Hello .... I am new to this forum, but I am looking for advise on Blue Board Installation / rendering. 
My plan is to update the existing external iron sheeting and replacing it with Blue Board. Total length 5m.  
Can anyone direct me to any installation guide or give me some pointers on my steps below??? Thanks for your time. 
Through my web research this is my understanding of how things needs to be done!
1) Fix sheets leaving 2mm gap between sheet
2) Seal gaps and join with polyurethane sealants
3) Spray sheet with a product call Cem Sticks
4) Wipe sheet joins and corners with patching compund and set fibreglass reinforcement tape. 
5) Wiping nail head with paching compound
6) Build up seam and corner with with 2 to 3 coats of patching compound (each layer must be put on thin and dried before the next coat .... otherwise it will crack). Once dried, if required, the surface have to sanded with random orbital sander and 40 grit sanding sheet.
7) Lastly, the 2x texture coats finish can be apply. Technique used should be pushing upward with metal trout then taking off any excess with a plastic trout. Leave dried before putting on second coat. 
Thanks,
Linda.

----------


## Master Splinter

http://www.jameshardie.com.au/products/harditex.html

----------


## Lcykiang

Hi .... thank you for the web address.

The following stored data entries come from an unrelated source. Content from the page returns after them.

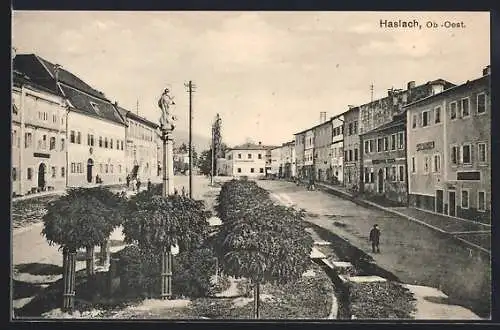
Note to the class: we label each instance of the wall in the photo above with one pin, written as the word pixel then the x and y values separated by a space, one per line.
pixel 109 163
pixel 40 142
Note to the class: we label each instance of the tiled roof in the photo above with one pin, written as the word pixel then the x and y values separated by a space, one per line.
pixel 82 102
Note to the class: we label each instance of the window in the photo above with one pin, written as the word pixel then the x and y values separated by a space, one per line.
pixel 453 110
pixel 28 140
pixel 401 173
pixel 393 142
pixel 466 154
pixel 481 201
pixel 465 107
pixel 379 144
pixel 426 164
pixel 465 198
pixel 425 118
pixel 481 103
pixel 437 115
pixel 52 143
pixel 401 140
pixel 481 152
pixel 393 173
pixel 437 163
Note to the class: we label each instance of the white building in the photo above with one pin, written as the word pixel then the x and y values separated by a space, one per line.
pixel 337 148
pixel 246 160
pixel 38 138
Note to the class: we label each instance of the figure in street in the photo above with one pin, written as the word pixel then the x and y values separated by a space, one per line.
pixel 375 238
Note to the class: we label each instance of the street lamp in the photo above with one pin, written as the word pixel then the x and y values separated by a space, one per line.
pixel 167 126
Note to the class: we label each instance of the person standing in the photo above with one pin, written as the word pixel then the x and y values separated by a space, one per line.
pixel 375 238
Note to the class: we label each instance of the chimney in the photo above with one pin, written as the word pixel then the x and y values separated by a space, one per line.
pixel 487 70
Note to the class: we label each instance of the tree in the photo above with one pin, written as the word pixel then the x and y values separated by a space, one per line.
pixel 157 223
pixel 259 240
pixel 83 218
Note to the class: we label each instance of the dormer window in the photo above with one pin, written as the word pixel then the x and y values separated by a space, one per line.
pixel 95 107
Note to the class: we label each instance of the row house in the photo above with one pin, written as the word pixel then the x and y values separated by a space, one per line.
pixel 141 146
pixel 351 161
pixel 95 130
pixel 288 160
pixel 449 140
pixel 39 143
pixel 248 160
pixel 337 150
pixel 384 161
pixel 322 144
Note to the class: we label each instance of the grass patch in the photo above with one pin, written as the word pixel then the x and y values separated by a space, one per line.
pixel 383 300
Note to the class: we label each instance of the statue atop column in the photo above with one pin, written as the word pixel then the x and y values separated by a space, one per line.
pixel 165 102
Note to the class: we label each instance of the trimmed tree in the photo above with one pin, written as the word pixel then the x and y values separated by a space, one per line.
pixel 157 223
pixel 80 219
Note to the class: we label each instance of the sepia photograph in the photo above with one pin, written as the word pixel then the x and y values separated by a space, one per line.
pixel 250 165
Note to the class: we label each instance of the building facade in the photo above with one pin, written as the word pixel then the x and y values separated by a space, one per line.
pixel 246 160
pixel 141 146
pixel 351 142
pixel 449 141
pixel 384 161
pixel 322 144
pixel 38 141
pixel 337 150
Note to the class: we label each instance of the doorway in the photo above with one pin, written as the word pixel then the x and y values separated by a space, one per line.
pixel 41 176
pixel 380 179
pixel 452 202
pixel 439 201
pixel 90 165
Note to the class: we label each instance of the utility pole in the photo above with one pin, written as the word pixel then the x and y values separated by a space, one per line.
pixel 190 89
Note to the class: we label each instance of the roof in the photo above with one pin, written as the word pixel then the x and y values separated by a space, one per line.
pixel 398 121
pixel 449 90
pixel 82 102
pixel 129 114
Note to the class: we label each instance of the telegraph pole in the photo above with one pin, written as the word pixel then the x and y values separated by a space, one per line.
pixel 190 89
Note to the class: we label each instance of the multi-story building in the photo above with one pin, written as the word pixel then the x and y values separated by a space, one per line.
pixel 95 129
pixel 288 160
pixel 140 146
pixel 337 150
pixel 384 161
pixel 247 160
pixel 322 143
pixel 39 144
pixel 351 149
pixel 449 159
pixel 300 143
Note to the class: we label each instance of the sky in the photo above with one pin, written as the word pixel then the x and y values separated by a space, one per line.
pixel 268 74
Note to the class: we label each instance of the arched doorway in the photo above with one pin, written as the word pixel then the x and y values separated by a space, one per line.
pixel 380 181
pixel 41 176
pixel 90 165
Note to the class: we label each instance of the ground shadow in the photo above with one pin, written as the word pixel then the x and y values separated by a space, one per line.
pixel 36 268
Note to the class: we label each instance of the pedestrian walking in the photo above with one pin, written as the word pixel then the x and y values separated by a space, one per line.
pixel 375 238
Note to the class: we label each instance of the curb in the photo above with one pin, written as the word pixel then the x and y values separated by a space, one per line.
pixel 383 208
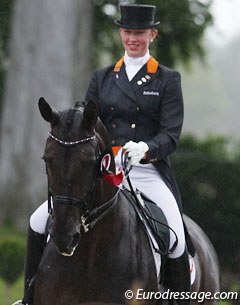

Cheers, Linda.

----------


## Master Splinter

If you run into any problems translating their requirements into real-world stuff, ask away (remember that pics can be very helpful!). 
The one (wrong) thing that people seem to do the most is to install it so that it touches the ground - ideally it should be 150mm off the ground to stop moisture being wicked up the sheets.   
If you are going really up market with it, install a vapour barrier sheet behind it (that reflective foil stuff).  You can use proper foil fasteners for this...or go cheap and use a bit of duct tape and a stapler/small clout to hold it in place while you put the board up (not good on windy days though!).

----------


## zacnelson

What do people do about the remaining 150mm between the ground and the blueboard?  Do they just leave a gap?  Because with a rendered finish it would look funny for it not to go all the way to ground level.

----------


## Master Splinter

One approach I have seen is to transfer over the building after approval but before any landscaping.    Site level around the perimeter after construction will probably be lower than the final level after landscaping...typically the landscaper/homeowner will build up the finished ground level to hide the yuckky exposed slab edges to make it look good, so its not the builders problem. (me? cynical??? never!!) 
The correct approach is to use either a few courses of bricks, or design/pour the slab edge to be visually acceptable when exposed.

----------